An example was in the press at the weekend.

blanck said...

whatever else is said, china and russia still share a very long border. if the us plays its cards right, there are greater incentives for each side to cooperate with the us than with each other.

vonny said...

ij and blanck,

Do you think an incentive for some of the countries considering joining the SCO is to get the US and other NATO nations to be more willing to invest and open new trade pacts, to help them resist the temptation of SCO connections?

China in particular needs to be careful not to disrupt the trade surplus it enjoys with the US, so how far would they be willing to push stronger military alliances with the SCO?

Thanks for your comments.

IJ said...

blanck and vonny,

The threat of competition for territory is also mentioned in today's (3 November) PINR Intelligence Brief: Russia in the S.C.O..

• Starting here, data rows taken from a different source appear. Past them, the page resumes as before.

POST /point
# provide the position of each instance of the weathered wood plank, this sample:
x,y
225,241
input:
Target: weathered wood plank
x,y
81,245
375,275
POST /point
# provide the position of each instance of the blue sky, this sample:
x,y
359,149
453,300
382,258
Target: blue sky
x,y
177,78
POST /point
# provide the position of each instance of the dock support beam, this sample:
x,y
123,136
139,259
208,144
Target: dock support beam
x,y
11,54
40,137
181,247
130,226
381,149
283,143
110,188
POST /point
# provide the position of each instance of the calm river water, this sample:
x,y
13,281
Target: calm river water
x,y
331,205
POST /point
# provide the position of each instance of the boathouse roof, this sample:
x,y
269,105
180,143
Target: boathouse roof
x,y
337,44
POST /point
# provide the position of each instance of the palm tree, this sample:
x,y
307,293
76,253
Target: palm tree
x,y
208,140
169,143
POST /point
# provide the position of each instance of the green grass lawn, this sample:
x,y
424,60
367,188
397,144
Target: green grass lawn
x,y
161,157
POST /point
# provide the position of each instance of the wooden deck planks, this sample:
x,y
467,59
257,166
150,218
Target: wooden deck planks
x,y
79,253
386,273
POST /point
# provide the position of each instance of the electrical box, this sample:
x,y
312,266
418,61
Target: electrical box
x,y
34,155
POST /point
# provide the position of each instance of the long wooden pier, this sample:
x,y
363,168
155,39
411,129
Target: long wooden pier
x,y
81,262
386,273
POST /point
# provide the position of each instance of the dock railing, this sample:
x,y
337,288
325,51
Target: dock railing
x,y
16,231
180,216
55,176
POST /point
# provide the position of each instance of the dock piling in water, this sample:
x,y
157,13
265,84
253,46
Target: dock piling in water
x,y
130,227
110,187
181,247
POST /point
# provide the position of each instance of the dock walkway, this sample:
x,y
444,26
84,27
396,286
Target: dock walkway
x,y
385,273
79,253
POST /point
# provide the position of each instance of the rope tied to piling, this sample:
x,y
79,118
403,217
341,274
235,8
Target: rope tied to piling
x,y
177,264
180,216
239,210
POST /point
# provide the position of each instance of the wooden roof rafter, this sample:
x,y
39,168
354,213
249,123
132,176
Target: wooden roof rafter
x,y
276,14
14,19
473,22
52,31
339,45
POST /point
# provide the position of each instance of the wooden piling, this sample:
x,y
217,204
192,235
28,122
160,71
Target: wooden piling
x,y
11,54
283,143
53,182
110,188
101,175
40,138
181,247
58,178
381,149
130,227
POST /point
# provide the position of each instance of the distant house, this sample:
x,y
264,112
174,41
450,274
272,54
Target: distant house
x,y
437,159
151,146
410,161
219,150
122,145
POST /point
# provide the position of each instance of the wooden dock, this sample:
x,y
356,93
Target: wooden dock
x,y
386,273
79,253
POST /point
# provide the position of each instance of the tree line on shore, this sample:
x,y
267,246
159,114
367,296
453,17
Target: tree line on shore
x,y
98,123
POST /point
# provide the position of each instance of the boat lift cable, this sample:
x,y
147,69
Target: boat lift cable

Members of SCO seem to be looking for security that the international community hasn't provided so far. It's a pity the United Nations hasn't yet officially adopted the NATO's of the West and of the East - but in the UN reform discussions, everyone has now agreed that a 'Peacebuilding Commission' for the world is needed.

IJ said...


For additional information,
Sun Bin has a good post about China's territorial disputes.

vonny said...

Thanks, ij. I'll check out your links. Cheers!